RELATED: More on personal choices being compared and ... equalized? Sure people have different options and make different choices. That's what happens when you permit them to be independent, and take care of their own. Pretending that we all will end up with the same results, and have to somehow equalize or justify the end-of-life results, when all the factors up to that point have never been equalized ... again, this is where it begins, and why we don't want to toss everybody into the same pool.
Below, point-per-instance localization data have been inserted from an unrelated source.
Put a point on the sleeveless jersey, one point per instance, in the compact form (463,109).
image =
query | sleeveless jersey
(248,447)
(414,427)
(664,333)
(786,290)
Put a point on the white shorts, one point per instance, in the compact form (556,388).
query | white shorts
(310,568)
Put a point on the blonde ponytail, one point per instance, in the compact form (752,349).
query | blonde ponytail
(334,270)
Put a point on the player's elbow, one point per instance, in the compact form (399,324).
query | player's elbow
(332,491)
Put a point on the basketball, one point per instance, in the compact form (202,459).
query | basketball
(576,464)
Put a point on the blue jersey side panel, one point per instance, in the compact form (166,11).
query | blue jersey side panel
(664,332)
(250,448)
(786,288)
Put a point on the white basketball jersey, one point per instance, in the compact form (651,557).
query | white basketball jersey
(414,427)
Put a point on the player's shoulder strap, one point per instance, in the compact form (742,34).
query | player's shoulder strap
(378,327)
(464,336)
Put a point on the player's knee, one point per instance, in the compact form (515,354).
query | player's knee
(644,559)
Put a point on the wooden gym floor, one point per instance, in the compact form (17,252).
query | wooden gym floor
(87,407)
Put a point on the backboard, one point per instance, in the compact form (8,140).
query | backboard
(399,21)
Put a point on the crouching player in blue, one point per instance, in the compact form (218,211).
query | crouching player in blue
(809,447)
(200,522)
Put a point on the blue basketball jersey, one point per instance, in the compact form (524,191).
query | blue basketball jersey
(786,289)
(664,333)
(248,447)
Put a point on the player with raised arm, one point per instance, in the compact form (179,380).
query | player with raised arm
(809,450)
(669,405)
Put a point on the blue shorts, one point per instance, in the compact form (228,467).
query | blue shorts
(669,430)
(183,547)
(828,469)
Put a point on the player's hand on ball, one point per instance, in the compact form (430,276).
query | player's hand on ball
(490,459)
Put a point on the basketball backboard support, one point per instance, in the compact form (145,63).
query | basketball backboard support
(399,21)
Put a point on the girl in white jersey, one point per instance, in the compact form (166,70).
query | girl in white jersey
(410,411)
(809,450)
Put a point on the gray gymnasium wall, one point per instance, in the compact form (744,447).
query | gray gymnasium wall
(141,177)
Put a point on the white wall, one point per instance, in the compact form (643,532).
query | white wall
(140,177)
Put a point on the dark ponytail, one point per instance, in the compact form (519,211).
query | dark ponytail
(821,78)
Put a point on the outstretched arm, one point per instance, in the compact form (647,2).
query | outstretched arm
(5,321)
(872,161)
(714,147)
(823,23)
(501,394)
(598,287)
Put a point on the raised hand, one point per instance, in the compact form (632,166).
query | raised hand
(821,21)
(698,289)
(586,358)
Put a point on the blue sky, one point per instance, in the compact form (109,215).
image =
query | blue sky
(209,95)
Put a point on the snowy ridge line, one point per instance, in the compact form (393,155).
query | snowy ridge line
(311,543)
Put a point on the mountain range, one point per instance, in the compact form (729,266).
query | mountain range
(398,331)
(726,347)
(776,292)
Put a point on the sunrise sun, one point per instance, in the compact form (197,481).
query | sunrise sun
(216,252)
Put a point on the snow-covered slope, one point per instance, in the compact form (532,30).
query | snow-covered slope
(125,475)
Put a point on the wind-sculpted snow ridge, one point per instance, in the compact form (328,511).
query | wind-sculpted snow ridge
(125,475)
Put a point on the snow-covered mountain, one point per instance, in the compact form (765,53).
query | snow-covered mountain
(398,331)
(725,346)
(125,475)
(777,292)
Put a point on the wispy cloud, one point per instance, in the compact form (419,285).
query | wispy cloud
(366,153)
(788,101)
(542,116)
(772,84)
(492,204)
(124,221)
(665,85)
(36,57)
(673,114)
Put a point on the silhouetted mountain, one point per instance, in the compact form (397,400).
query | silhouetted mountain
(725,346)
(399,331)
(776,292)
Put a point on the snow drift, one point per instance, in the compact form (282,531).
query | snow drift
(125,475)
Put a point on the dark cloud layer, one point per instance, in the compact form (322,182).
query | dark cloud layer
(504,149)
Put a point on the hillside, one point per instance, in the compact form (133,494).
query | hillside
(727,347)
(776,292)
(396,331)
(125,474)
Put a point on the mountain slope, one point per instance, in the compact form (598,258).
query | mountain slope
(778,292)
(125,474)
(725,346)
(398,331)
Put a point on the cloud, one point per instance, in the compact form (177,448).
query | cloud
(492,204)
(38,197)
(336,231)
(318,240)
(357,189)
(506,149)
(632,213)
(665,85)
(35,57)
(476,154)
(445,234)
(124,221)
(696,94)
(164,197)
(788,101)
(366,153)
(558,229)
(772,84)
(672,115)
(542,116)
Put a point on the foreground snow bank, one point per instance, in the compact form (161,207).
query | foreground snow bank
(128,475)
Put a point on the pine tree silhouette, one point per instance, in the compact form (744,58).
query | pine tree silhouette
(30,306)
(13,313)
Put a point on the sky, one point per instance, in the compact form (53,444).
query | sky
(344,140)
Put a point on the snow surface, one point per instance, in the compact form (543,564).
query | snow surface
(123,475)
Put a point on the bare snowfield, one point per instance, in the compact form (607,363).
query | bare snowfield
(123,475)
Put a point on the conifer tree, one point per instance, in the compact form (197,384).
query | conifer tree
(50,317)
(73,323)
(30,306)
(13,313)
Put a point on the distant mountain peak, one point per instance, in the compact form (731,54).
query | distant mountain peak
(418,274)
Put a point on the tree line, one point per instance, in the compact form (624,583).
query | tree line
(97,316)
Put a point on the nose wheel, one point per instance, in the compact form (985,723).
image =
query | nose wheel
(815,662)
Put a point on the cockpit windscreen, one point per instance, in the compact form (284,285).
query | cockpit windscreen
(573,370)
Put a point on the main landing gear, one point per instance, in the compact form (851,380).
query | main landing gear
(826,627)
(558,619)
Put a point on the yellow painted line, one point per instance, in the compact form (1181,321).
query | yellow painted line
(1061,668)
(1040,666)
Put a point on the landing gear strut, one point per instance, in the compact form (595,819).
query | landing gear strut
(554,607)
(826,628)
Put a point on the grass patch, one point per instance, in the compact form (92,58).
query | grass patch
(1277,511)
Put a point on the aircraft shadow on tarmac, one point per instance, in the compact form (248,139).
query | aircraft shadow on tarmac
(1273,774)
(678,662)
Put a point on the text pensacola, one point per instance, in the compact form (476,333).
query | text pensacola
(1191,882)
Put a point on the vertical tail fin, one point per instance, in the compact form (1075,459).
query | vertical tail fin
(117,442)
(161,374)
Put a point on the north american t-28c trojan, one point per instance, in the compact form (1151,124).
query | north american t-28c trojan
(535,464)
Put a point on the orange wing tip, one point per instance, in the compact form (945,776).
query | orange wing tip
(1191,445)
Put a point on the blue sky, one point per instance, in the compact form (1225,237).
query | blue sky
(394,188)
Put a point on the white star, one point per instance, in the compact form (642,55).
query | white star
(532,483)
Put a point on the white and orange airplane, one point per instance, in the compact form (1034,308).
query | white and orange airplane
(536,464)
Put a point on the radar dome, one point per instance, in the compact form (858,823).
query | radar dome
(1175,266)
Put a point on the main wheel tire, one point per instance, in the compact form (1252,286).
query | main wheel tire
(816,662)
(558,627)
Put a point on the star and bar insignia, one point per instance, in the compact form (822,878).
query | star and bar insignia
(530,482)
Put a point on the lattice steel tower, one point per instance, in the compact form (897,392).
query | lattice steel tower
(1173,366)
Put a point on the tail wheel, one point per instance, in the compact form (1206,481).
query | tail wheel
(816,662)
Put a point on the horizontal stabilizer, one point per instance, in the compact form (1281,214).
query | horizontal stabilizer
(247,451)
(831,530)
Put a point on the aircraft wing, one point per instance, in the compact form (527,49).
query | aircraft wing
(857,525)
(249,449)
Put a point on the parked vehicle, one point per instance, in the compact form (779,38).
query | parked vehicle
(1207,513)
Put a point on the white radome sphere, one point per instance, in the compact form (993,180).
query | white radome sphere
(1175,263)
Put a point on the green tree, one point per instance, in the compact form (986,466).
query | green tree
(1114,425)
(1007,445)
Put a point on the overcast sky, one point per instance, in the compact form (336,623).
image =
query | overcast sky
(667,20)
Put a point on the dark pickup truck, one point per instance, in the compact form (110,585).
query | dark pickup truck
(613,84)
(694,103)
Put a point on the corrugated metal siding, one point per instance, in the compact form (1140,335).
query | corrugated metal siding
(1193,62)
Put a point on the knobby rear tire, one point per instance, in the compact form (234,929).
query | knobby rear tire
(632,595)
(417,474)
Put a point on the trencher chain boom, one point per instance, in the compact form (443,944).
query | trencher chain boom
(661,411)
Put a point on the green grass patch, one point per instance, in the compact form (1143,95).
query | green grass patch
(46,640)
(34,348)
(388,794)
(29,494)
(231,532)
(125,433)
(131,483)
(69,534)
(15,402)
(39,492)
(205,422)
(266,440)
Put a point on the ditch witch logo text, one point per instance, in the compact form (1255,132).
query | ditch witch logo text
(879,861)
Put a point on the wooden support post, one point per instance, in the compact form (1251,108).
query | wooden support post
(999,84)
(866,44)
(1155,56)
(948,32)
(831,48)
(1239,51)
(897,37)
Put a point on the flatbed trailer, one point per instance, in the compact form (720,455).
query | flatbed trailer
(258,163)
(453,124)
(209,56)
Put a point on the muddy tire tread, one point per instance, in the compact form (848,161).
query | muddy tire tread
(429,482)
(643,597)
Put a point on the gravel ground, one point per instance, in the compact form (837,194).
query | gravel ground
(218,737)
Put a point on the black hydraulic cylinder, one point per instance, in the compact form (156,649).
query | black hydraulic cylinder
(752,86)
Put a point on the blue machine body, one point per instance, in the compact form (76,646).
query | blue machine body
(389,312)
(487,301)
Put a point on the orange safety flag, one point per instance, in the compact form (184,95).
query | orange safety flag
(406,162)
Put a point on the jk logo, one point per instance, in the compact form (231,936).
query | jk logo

The end of life really is where the hard work and gambles pay off, or not.
"On average, whites have more income and education and can better afford these options,” Dr. Feng said. “They don’t have to go to nursing homes, or they’re better able to delay going.”

With greater scrutiny, then, this demographic trend represents a less happy scenario. Just as minority seniors are pouring into nursing homes, whites are turning to more attractive choices and staying out.

Because there’s much less data on who, exactly, relies on home and community services, compared to who enters nursing homes, Dr. Feng is couching this explanation as a hypothesis.

He notes that the statistics may also reflect cultural changes. Immigrant communities that care for parents in multigenerational households may be less able to maintain that practice as they acculturate. “A lot of things are happening to undermine those traditional family options,” he said. He’s seen a similar shift in his native China, a topic I’ll return to in a subsequent post.

Overall, he sees a good news-bad news story, in which minority seniors get stuck in the institutions that whites have the means to avoid. “I’m struck by this persistent disparity,” Dr. Feng said. “It looks like we’re making some progress, but not really. The disparities are still there and are deeply rooted in history, geography, segregation and socioeconomic differences.”